(9.2.21) Giftzwerge
Wie ich höre, fragen derzeit irgendwelche Pro-Citybahn-Aktivisten in irgendwelchen sozialen Medien die BI Mitbestimmung, ob sie die Stimmung in Wiesbaden vergiftet hätten, um der FDP Wahlkampfhilfe zu leisten.
Ich schreibe „irgendwelche“, weil ich selbst mir den Luxus leiste, nicht in sozialen Medien unterwegs zu sein. Mein Respekt gilt den BI Mitbestimmung-Kollegen und Kolleginnen, die das auf sich nehmen und den teils ziemlich aggressiven Spinnern, die dort unterwegs sind, die Stirn bieten.
Wenn ich mich an die Zeit vor dem Bürgerentscheid erinnere, fällt mir der Merkurist ein (R.I.P). Kaum daß man da einen Kommentar geschrieben hatte (ich habe mir den Spaß ein paarmal gegönnt, bevor es zu nervig wurde), kam zuverlässig die immer gleiche Rotte von Pro-Citybahn-Aktivisten an und hat sich auf diesen Kommentar gestürzt. Ich habe mich immer gefragt, was diese Leute eigentlich den ganzen Tag so machen – es kam mir so vor, als würden sie nur über Onlinemedien kreisen, immer bereit, auf alles niederzustoßen, was sich bewegt.
Aber ich schweife ab. Also: Beim Lesen dieser „vergiftet“-Pseudofrage dachte ich, das ist ja lustig. Die Leute, die jahrzehntelang versucht haben, die Wiesbadener mit einer Eisenbahn quer durch die Stadt zwangszubeglücken, beschweren sich über „Vergiftung“ der Stimmung.
Rekapitulieren wir doch noch mal: Da wurde jahrelang mit massivem Einsatz von Steuergeld und Quasi-Steuergeld, massivem Einsatz diverser Aktivisten im Journalistenpelz, massivem Einsatz von Politprominenz und den Ressourcen einer ganzen Stadt und städtischer Unternehmen versucht, ein Projekt durchzupeitschen, das, wie es sich dann herausgestellt hat, von einer deutlichen Mehrheit der Bürger (62% dagegen, 38% dafür) abgelehnt wurde. Und selbst dieses Ergebnis wurde wohl nur durch massive Propaganda und den Einsatz diverser Euromillionen für „Kommunikation“ erreicht. Ich vermute, bei einer fairen Verteilung der Ressourcen wäre für „Pro“ eher etwas in der Größenordnung heutiger SPD-Bundestags-Wahlprognosen herausgekommen.
Die Zeichen, daß dies so kommen würde, waren von Anfang an deutlich; das hat die Protagonisten aber immer nur weiter angespornt, mit immer verzweifelteren Mitteln zu arbeiten (denken Sie auch noch an die Fragestellung zum Bürgerentscheid?)

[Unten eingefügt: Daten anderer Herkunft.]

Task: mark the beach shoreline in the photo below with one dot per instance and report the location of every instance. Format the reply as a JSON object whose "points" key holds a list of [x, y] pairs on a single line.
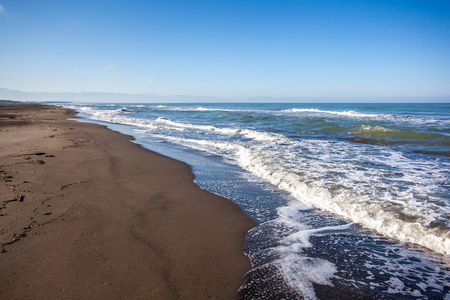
{"points": [[88, 214]]}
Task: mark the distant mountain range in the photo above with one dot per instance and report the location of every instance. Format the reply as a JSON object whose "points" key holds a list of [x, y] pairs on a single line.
{"points": [[7, 94]]}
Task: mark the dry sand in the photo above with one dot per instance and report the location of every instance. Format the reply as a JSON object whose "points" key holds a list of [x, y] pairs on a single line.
{"points": [[86, 214]]}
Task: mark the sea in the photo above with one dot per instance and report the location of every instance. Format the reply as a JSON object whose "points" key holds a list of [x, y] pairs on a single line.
{"points": [[352, 201]]}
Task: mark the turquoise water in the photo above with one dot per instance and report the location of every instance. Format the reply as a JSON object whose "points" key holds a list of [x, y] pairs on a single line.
{"points": [[351, 198]]}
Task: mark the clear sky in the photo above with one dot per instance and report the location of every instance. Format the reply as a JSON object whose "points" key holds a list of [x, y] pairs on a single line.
{"points": [[276, 48]]}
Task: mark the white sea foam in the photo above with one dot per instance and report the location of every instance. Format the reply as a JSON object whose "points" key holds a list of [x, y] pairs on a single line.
{"points": [[397, 198], [349, 113]]}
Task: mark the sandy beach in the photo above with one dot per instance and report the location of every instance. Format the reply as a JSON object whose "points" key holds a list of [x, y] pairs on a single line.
{"points": [[87, 214]]}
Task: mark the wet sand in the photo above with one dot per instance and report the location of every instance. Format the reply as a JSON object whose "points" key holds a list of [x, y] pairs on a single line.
{"points": [[87, 214]]}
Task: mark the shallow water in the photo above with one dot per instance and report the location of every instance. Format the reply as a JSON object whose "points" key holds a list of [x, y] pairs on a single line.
{"points": [[351, 198]]}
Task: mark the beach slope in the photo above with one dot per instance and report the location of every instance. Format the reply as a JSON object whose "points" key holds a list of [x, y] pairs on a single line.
{"points": [[87, 214]]}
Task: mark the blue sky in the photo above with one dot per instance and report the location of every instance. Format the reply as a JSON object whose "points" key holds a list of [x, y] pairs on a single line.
{"points": [[232, 49]]}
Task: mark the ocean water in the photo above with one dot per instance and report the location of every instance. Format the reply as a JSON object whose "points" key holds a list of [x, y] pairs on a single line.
{"points": [[352, 200]]}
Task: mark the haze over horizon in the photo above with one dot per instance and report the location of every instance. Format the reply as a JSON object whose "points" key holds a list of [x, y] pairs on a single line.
{"points": [[228, 49]]}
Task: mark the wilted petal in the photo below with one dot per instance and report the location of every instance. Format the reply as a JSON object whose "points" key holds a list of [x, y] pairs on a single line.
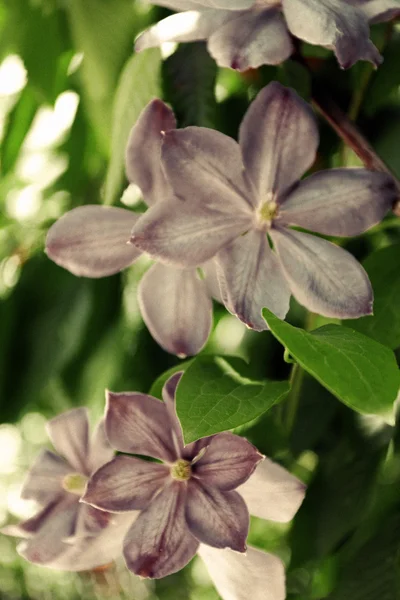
{"points": [[334, 24], [136, 423], [43, 482], [279, 139], [92, 241], [160, 543], [176, 308], [186, 234], [256, 574], [69, 433], [101, 450], [125, 484], [143, 152], [251, 38], [273, 493], [251, 278], [323, 277], [228, 462], [217, 518], [342, 202]]}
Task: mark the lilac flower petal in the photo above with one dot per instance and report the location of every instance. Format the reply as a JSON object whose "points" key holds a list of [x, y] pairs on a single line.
{"points": [[92, 241], [176, 308], [251, 38], [143, 152], [185, 234], [334, 24], [228, 462], [272, 493], [43, 482], [69, 433], [101, 451], [160, 543], [125, 484], [343, 202], [256, 574], [135, 423], [48, 543], [250, 278], [323, 277], [279, 140], [217, 518]]}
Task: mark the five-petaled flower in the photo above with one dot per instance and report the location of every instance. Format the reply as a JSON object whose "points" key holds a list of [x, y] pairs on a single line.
{"points": [[66, 534], [233, 201], [249, 33], [196, 500], [92, 241]]}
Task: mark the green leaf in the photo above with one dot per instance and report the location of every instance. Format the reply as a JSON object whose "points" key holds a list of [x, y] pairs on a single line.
{"points": [[359, 371], [140, 82], [384, 273], [213, 397]]}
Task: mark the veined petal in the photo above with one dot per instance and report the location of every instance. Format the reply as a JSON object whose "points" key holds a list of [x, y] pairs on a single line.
{"points": [[228, 462], [143, 151], [272, 493], [160, 543], [92, 241], [176, 308], [255, 574], [343, 202], [43, 482], [279, 140], [185, 234], [136, 423], [125, 484], [251, 38], [323, 277], [251, 278], [69, 433], [334, 24], [217, 518]]}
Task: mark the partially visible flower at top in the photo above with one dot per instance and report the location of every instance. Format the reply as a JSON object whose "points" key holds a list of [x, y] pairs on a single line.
{"points": [[92, 241], [66, 534], [231, 199], [196, 500], [245, 34]]}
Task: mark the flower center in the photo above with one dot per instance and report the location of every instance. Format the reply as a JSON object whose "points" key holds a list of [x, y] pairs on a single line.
{"points": [[181, 470], [75, 483]]}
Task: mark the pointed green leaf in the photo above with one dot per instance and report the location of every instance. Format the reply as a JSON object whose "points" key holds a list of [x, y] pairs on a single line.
{"points": [[359, 371]]}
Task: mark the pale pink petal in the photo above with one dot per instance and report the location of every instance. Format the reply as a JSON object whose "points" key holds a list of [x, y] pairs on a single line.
{"points": [[334, 24], [228, 462], [250, 39], [251, 278], [143, 151], [136, 423], [217, 518], [323, 277], [279, 140], [255, 574], [272, 493], [177, 308], [92, 241], [160, 543], [125, 484], [69, 433], [343, 202]]}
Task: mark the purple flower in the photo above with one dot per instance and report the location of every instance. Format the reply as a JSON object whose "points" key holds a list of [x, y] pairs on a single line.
{"points": [[196, 500], [233, 200], [248, 33], [92, 241], [66, 534]]}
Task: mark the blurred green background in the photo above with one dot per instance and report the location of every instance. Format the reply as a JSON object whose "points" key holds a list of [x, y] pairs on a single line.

Das hat Wiesbaden gespalten und teilweise die Stimmung in der Stadt vergiftet. Wenn ein Verkäufer immer aufdringlicher wird und auf höfliches „nein danke“ nicht reagiert, auch wenn es mehrfach wiederholt wird, muß man eben anfangen, lauter zu sprechen. Stellen Sie sich vor, dieser aufdringliche Verkäufer wirft Ihnen dann vor, Sie hätten die Stimmung vergiftet, weil Sie sein Produkt abgelehnt hätten – crazy, oder?
Sowas erinnert mich an Trump – hat er nicht mal gesagt, er sei bereit, jedes Wahlergebnis anzuerkennen, solange es ihn als Präsidenten bestätigt?
Ich nehme sehr wohl war, daß in einschlägigen Kreisen immer noch der Citybahn hinterhergetrauert und auf die nächste Chance gewartet wird, das Ding doch noch durchzudrücken. Es würde mich auch nicht wundern, wenn die Grünen – offiziell ja große Fans von Bürgerbeteiligung (solange es ihren Zielen dient, wie man beim Thema Citybahn gelernt hat) ihre Regierungsbeteiligung in Hessen nutzen würden, das Instrument Bürgerbegehren/Bürgerentscheid zu beschneiden oder irgendwie auszuhebeln. Ich denke dabei an die Begründung der Nichtzulässigkeit des Bürgerbegehrens der BI Mitbestimmung, Stichwort Kostenabschätzung. So wie ich das sehe, lief das im Kern darauf hinaus, daß für ein erfolgreiches Bürgerbegehren Informationen benötigt werden, die noch nicht mal die „Obrigkeit“ hat beziehungsweise ganz sicher nicht herausrücken wird, wenn es sich irgendwie machen läßt.
Also, liebe Citybahn-Freunde: Nein heißt nein. Lernt damit zu leben. Und das ist gar nicht giftig gemeint.